Synopsis: 86-year-old Irving Zisman takes a trip from Nebraska to North Carolina to take his 8 year-old grandson, Billy, back to his real father
Stars: Johnny Knoxville, Jackson Nicholl
Director: Jeff Tremaine
Running Length: 92 minutes
TMMM Score: (7/10)
Review: Sometimes it’s just good to laugh and not have to think too hard about it or hate yourself the next day. Jackass Presents: Bad Grandpa is a departure from the normal Jackass set-up that gives you free reign to laugh and not worry that you’re doing it at the expense of others.
Though I’ve sat through the first three Jackass movies with a mixture of both horror and laughter I wasn’t sure what to think about their newest film. The titular character was introduced in previous Jackass films and was used to good effect in the brief segments but how would a feature length film based on the character pan out? More importantly, what of the gags that the Jackass troupe is known for? Would they work as well in a structured setting or would they prove to be better suited for the free-form style that had already been successful in the previous entries in the series?
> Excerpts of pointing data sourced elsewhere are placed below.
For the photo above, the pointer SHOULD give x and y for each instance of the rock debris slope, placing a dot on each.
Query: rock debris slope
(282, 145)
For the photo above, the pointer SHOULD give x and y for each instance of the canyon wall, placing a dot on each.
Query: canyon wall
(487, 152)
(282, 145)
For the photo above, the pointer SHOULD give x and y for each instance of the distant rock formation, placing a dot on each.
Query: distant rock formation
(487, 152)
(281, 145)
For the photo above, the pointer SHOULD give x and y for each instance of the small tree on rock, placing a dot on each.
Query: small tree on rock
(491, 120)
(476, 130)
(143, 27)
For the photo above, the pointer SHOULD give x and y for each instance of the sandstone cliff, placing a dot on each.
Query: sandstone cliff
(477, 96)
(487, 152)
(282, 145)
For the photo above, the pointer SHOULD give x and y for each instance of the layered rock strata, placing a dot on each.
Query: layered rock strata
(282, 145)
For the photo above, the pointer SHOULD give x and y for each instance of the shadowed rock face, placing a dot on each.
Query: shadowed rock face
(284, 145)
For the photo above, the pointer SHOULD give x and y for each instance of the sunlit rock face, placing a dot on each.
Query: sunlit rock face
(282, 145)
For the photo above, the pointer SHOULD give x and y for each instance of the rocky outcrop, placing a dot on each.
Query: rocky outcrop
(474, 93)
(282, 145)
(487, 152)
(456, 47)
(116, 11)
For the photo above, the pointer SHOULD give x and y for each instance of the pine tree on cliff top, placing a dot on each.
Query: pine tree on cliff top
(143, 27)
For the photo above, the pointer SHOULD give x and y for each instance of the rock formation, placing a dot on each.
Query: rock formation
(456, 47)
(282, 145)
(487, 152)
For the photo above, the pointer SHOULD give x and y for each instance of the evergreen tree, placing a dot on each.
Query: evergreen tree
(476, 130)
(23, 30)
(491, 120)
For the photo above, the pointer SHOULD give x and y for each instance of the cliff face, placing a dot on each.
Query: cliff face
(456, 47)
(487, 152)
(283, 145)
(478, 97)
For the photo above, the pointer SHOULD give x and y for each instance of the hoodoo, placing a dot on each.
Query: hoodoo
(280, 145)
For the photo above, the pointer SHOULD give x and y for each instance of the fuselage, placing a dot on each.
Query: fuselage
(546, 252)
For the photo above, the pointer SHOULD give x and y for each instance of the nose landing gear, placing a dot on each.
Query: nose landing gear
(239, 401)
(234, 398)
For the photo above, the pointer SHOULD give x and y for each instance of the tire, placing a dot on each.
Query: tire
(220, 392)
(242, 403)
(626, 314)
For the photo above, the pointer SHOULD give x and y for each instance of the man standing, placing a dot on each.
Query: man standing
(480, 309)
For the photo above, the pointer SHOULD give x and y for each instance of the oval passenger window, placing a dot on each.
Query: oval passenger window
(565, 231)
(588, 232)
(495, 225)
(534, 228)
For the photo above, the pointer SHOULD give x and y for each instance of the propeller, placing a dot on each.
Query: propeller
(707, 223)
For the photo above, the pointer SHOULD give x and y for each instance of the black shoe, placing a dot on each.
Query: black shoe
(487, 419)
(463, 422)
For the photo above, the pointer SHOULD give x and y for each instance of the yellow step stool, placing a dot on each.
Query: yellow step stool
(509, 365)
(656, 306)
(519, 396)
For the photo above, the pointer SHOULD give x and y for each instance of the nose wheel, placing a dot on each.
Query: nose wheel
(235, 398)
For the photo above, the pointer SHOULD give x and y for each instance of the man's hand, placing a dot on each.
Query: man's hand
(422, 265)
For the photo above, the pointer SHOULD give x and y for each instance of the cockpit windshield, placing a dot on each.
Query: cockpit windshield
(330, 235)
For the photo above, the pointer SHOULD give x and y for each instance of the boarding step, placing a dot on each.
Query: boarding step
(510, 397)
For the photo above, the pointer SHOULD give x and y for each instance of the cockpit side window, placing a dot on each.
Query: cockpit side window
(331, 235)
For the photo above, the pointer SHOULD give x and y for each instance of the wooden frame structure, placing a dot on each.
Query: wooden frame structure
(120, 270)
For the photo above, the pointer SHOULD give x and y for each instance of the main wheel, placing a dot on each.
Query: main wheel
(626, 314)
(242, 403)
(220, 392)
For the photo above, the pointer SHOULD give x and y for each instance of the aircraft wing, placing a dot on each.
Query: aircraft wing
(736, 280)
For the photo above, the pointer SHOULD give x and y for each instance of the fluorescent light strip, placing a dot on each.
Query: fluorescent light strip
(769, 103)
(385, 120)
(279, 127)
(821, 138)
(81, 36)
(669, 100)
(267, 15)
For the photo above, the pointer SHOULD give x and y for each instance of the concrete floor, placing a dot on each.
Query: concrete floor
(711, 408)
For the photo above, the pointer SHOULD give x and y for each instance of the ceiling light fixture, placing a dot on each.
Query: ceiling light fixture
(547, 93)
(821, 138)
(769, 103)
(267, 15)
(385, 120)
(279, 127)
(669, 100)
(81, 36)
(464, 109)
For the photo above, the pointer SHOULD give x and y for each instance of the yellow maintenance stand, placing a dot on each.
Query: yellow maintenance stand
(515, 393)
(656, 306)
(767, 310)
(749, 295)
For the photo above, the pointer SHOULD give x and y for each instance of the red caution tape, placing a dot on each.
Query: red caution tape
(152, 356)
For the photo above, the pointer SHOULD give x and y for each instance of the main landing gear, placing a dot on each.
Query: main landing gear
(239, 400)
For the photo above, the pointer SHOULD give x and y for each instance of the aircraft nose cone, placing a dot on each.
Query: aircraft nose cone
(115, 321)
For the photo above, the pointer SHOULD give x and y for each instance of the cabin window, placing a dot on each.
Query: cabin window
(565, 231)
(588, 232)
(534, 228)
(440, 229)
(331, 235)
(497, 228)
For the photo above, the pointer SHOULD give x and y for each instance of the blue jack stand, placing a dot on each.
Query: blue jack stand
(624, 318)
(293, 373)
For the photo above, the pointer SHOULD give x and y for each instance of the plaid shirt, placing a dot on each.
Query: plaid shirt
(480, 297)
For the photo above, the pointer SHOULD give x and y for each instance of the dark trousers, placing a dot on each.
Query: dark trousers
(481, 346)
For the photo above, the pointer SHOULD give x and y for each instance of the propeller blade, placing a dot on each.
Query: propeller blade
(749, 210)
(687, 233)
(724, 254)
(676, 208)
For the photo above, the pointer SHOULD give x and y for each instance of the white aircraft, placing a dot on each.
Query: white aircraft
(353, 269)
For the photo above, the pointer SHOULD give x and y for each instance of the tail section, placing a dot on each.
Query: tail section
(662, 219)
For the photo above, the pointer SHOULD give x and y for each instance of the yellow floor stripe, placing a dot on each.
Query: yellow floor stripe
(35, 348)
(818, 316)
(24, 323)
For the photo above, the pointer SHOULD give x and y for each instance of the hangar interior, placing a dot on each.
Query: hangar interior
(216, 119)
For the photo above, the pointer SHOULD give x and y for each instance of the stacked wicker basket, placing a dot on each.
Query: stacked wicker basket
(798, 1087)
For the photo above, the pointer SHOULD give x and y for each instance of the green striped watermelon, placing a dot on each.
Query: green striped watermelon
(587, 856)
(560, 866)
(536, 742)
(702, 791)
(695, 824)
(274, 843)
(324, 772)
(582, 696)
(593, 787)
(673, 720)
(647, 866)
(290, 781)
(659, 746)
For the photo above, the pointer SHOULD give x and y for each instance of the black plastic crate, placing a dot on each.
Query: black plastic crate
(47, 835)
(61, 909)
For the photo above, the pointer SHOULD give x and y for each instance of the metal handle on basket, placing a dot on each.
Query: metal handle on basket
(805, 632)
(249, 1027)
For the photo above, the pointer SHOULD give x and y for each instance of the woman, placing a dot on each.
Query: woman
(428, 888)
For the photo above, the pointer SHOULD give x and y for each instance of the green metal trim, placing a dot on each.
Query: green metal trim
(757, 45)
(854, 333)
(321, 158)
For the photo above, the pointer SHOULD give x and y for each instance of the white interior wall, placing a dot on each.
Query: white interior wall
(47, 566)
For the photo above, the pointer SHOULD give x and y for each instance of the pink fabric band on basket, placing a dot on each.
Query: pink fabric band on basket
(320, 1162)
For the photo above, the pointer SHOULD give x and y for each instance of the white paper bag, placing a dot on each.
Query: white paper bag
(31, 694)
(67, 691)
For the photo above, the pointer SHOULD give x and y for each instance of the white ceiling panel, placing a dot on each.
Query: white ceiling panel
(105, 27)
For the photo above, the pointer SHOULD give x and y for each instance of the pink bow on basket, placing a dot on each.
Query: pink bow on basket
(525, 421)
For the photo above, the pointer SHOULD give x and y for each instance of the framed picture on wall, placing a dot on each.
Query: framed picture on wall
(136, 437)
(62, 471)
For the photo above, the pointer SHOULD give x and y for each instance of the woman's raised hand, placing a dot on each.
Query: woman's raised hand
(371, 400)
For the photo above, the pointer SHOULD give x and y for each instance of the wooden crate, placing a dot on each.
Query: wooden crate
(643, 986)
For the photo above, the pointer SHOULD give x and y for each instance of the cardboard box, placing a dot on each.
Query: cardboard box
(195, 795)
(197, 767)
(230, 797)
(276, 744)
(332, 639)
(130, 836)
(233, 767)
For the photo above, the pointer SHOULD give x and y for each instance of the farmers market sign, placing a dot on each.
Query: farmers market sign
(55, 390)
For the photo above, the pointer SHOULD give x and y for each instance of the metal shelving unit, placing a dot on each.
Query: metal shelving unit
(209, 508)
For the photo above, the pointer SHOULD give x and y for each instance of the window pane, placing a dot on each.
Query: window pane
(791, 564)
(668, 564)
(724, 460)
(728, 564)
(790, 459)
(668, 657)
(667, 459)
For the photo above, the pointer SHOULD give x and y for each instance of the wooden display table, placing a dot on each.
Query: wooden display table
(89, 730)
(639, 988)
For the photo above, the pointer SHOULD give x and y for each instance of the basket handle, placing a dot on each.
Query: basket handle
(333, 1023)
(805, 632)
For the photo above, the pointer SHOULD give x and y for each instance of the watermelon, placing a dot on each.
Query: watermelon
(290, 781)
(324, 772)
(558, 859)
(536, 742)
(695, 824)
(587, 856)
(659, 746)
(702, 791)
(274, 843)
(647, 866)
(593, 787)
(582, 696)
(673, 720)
Well, much to my surprise the film is a lot better than I thought it was going to be with more of a focus on funny gags rather than moments to make you gag. Gags aside, at its heart Jackass Presents: Bad Grandpa has a nice message about the bonds of family and the relationships between the young and old. There’s also a healthy dose of penis jokes…and that never hurts.
Though the film takes a little while to get going, when it does take off it hums along nicely. After his druggie daughter can’t take care of her son (Jackson Nicholl, Fun Size), she enlists the help of her dad Irving Zisman (Johnny Knoxville, The Last Stand) to deliver the boy to his loser father via a cross country road trip. Along the way they stop at male strip clubs, beauty pageants, bingo halls, and country kitchen-esque restaurants which provide the settings for quite a few well set-up and usually bravely foul but always bravura pranks.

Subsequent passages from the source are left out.